The power of 35.
The Insurance Institute for Highway Safety (IIHS) estimates that automatic emergency braking and forward-collision warning features could curtail injury claims by as much as 35%. The California Department of Motor Vehicles estimates that in 35% of crashes the brakes were not applied. It is striking that these two numbers match.
These savings are not surprising. Automatic braking will avoid some accidents altogether. When an accident nevertheless occurs, automatic braking may greatly reduce the speed on impact. As a matter of simple physics, a reduction in speed results in an exponential reduction in the kinetic energy that must be absorbed in a collision. The formula, for those interested, is Kinetic Energy = 1/2mv2, where "m" is the mass of the vehicle and "v" is the vehicle's velocity. Thus, a vehicle that collides at 30 mph has only one-fourth the kinetic energy of a vehicle that collides at 60 mph.

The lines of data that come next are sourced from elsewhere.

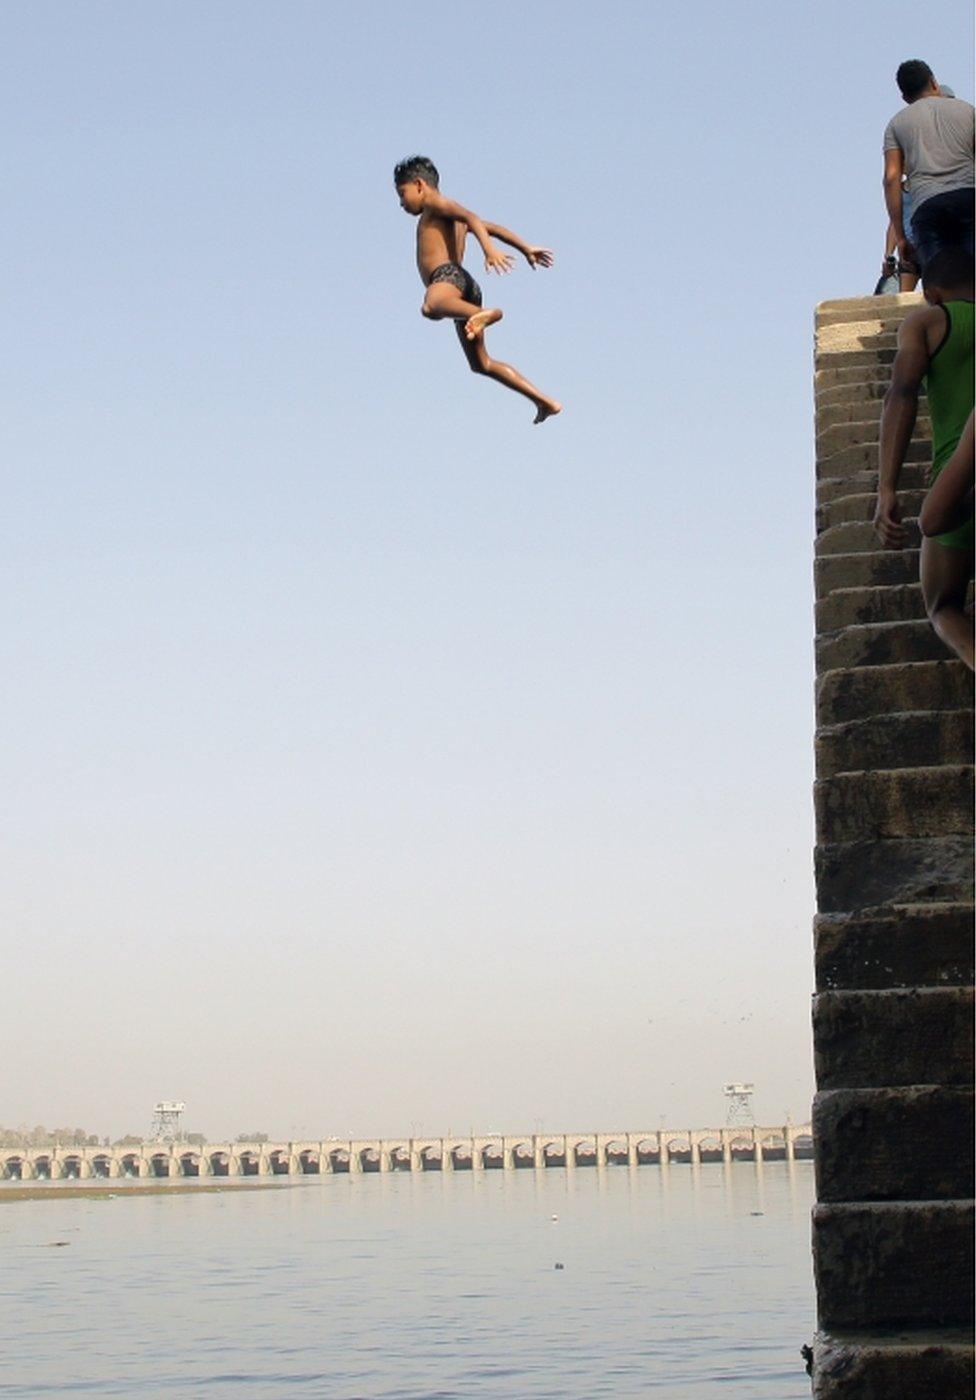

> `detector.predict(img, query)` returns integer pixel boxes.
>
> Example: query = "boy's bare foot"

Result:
[464,307,503,340]
[533,400,562,424]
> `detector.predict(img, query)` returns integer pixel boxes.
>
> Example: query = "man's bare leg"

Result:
[920,535,974,669]
[457,324,562,424]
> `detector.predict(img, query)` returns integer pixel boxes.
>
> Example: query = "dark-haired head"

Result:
[896,60,936,101]
[922,247,975,299]
[393,155,439,188]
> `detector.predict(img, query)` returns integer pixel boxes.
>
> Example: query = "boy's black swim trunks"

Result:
[428,262,483,307]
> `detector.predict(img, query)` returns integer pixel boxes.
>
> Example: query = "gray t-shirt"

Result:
[883,95,975,209]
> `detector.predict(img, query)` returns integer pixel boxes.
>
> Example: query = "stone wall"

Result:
[811,294,975,1397]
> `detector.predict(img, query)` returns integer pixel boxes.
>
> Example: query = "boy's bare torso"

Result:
[416,212,468,283]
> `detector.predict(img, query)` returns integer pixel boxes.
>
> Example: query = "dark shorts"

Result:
[428,262,483,307]
[911,187,975,270]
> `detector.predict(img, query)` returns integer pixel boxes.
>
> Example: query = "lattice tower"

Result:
[723,1083,755,1126]
[149,1101,185,1142]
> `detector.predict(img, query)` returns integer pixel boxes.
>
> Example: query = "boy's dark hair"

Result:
[393,155,439,188]
[896,60,935,100]
[922,247,975,290]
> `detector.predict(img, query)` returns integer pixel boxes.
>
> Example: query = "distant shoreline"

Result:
[0,1157,812,1204]
[0,1178,289,1204]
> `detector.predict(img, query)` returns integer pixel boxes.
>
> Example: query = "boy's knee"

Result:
[468,357,487,374]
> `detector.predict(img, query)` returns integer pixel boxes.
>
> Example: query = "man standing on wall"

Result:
[883,61,974,273]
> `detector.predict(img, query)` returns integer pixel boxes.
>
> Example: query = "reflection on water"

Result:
[0,1161,814,1398]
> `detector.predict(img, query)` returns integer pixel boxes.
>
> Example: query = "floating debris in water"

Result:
[554,1262,564,1270]
[750,1211,764,1217]
[550,1214,558,1221]
[47,1241,71,1247]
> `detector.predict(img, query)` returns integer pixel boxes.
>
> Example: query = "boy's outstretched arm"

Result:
[485,222,555,269]
[424,191,513,273]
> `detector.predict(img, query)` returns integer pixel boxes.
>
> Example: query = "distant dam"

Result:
[2,1124,811,1181]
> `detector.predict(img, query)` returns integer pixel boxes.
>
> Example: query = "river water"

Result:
[1,1162,814,1398]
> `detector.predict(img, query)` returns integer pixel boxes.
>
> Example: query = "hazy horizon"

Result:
[3,1,971,1143]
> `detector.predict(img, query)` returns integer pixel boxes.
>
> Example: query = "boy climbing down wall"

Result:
[394,156,562,424]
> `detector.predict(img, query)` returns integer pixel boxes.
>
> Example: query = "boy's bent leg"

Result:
[920,535,974,669]
[423,283,502,340]
[463,307,503,340]
[457,326,562,424]
[423,282,493,324]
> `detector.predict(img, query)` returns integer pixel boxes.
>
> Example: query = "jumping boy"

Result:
[394,155,561,424]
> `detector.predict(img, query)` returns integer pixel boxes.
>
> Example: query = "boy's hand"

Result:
[525,247,554,269]
[873,489,906,549]
[484,245,515,275]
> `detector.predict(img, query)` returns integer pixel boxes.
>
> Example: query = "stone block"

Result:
[817,294,921,322]
[816,490,926,532]
[815,347,897,372]
[816,325,899,355]
[811,1328,974,1400]
[813,1200,974,1328]
[815,379,892,411]
[815,584,927,630]
[816,619,953,671]
[816,660,972,725]
[815,548,921,597]
[816,437,928,479]
[816,708,974,778]
[816,376,926,408]
[814,766,974,842]
[815,520,921,557]
[816,461,930,503]
[815,410,929,450]
[815,366,898,394]
[816,292,922,320]
[814,1086,974,1200]
[817,419,928,459]
[814,902,975,989]
[813,987,974,1089]
[815,835,974,912]
[817,400,883,432]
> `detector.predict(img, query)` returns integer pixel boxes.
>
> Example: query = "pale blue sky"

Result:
[2,2,971,1140]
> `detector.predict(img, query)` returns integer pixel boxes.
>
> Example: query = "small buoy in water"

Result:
[750,1211,764,1217]
[550,1214,558,1221]
[47,1241,70,1247]
[554,1262,564,1270]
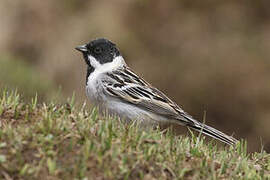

While automatic emergency braking and forward-collision warning are standard in some luxury cars and are available as options in many others, 10 automakers have agreed with the National Highway Traffic Administration and the IIHS to establish a time frame for making assisted driving features standard in all cars.
These are significant developments for insurers and for public policy makers.
For insurers, a 35% decrease in injury claims will result in a significant reduction in premium. This may be offset, at least in part, by an increase in the cost of repair for more sophisticated vehicles and the continuing increase in healthcare costs.
Public policy makers should contemplate the potential benefits of a 35% reduction in injuries and deaths because of assisted driving. At present, highway deaths in the U.S. account for 33,000 to 35,000 deaths per year (depending on how one correlates deaths to auto accidents). Over 10 years this is the equivalent to the population of some major cities-St. Louis, Minneapolis, Des Moines or the city of your choice. A 35% reduction would reduce deaths from 33,000 to 21,450. Every year, 11,550 more people would continue to go about their lives. Add a similar reduction in the more than 2.5 million injuries per year, and the public benefit is overwhelming.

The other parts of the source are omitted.